Benny, conceptually, this could use a bit of a touch up.
First, "white light is all colors combined". Remember the prism experiment?
Second, the white jacket reflects all light, it doesn't absorb it.
Third, the black jacket does indeed, "absorb all light" . However, the full spectrum isn't mostly responsible for the heating, it's the infrared component, which is actually invisible, and at a longer wavelength than visible red. A filter designed to pass only infrared cannot be seen through with the human eye.
The sun's light both is and isn't actually white. Noon, June, Summer, daylight has a color temperature of about 5500 deg Kelvin. That's pretty white, but the color temp shifts during each day, and over the seasons due to atmospheric absorption. (Mostly toward the yellow red). But, both shade and the northern sky have very high relative color temperatures, because of all the blue.
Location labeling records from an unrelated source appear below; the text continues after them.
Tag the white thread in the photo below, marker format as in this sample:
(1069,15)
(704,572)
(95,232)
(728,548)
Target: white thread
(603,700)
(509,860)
Because the light arrives through the atmosphere, it is transmitted and not emitted light, which reduces the presence of light spectrum other than blue.
So, "white" is a subjective term for light, and in large part depends on the quantity of blue component...

In a very bright star, the entire spectrum shifts towards maximum energy at the blue end, but it appears "whiter" than the sun's light. Hence spectral balance affects the appearance of the white light, but color temp measurement mostly addresses itself to the blue component.
The paradox is this, a blue star is hotter that a yellow star, but despite the high blue content of shade, doesn't translate that way in practice. It's the whole transmitted light, far red missing thingy.
I party pooped the whole turtle thing, didn't I?